В это время мама, не найдя меня внизу у дверей и потеряв голову от страха, бегала туда-сюда по улицам, воображая, что меня похитили. После бесплодных поисков она вернулась в дом к родственнице, надеясь, что я вернулась туда. Увы! Никаких следов ее Лулу! Расстроенная дама пыталась успокоить Зенси: «Она заблудилась, но она не могла уйти далеко, и мы ее обязательно скоро найдем!» Мать не желала ничего слушать и снова бросилась меня искать, громко крича: «Лулу! Лулу!», вбегала в магазины, в подъезды, расспрашивала консьержей и просто прохожих на соседних улицах. Тронутые материнской тревогой, портье и продавцы выходили на улицу, и вскоре почти весь квартал был занят поисками маленькой девочки, которую совсем рядом, в спасательной будке, поили теплым бульоном.

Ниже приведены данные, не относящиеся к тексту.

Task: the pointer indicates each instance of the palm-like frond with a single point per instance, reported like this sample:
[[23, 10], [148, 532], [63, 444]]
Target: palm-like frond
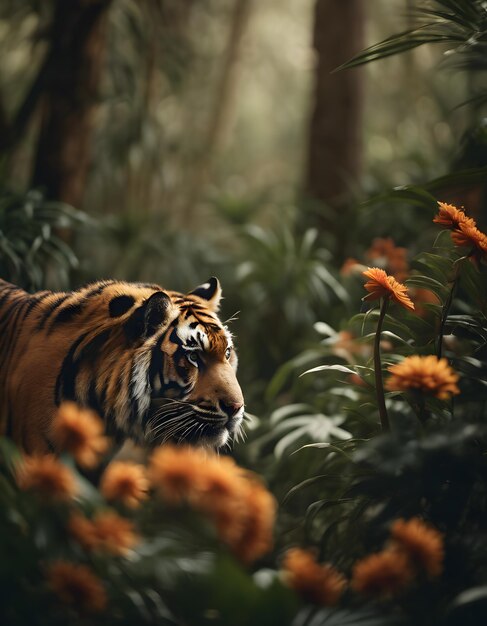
[[463, 25]]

Наконец, мать решила обратиться в полицию и дала им мое описание и адрес родственницы, которую мы навещали. Я не знаю, что именно сделал комиссар полиции, но перед рассветом к спасателям прибыл сыщик, забрал меня и отвел на набережную Тournelle как раз тогда, когда туда вернулась обезумевшая от тревоги мать. Она бросилась ко мне и обняла, захлебываясь рыданиями. Не знаю, что тогда произвело на меня большее впечатление: страх остаться одной на темной улице ночью или радость снова оказаться в материнских объятиях.

Глава вторая

Музыка у нас дома: Моцарт, Бетховен, Шуберт, Вебер, Шуман, Шопен. – Очарование парижских улиц. – Два ребенка на балконе. – Старинное лекарство. – Школа в одной комнате. – Поездки на империале. – Моя первая победа. – Святой Николай и рождественская елка. – Фонарики на 14 июля. – Наши друзья Вилларды. – Принято решение отдать меня на обучение в младшие классы при парижской Опере. – Моя мать и не думала, что я стану балериной.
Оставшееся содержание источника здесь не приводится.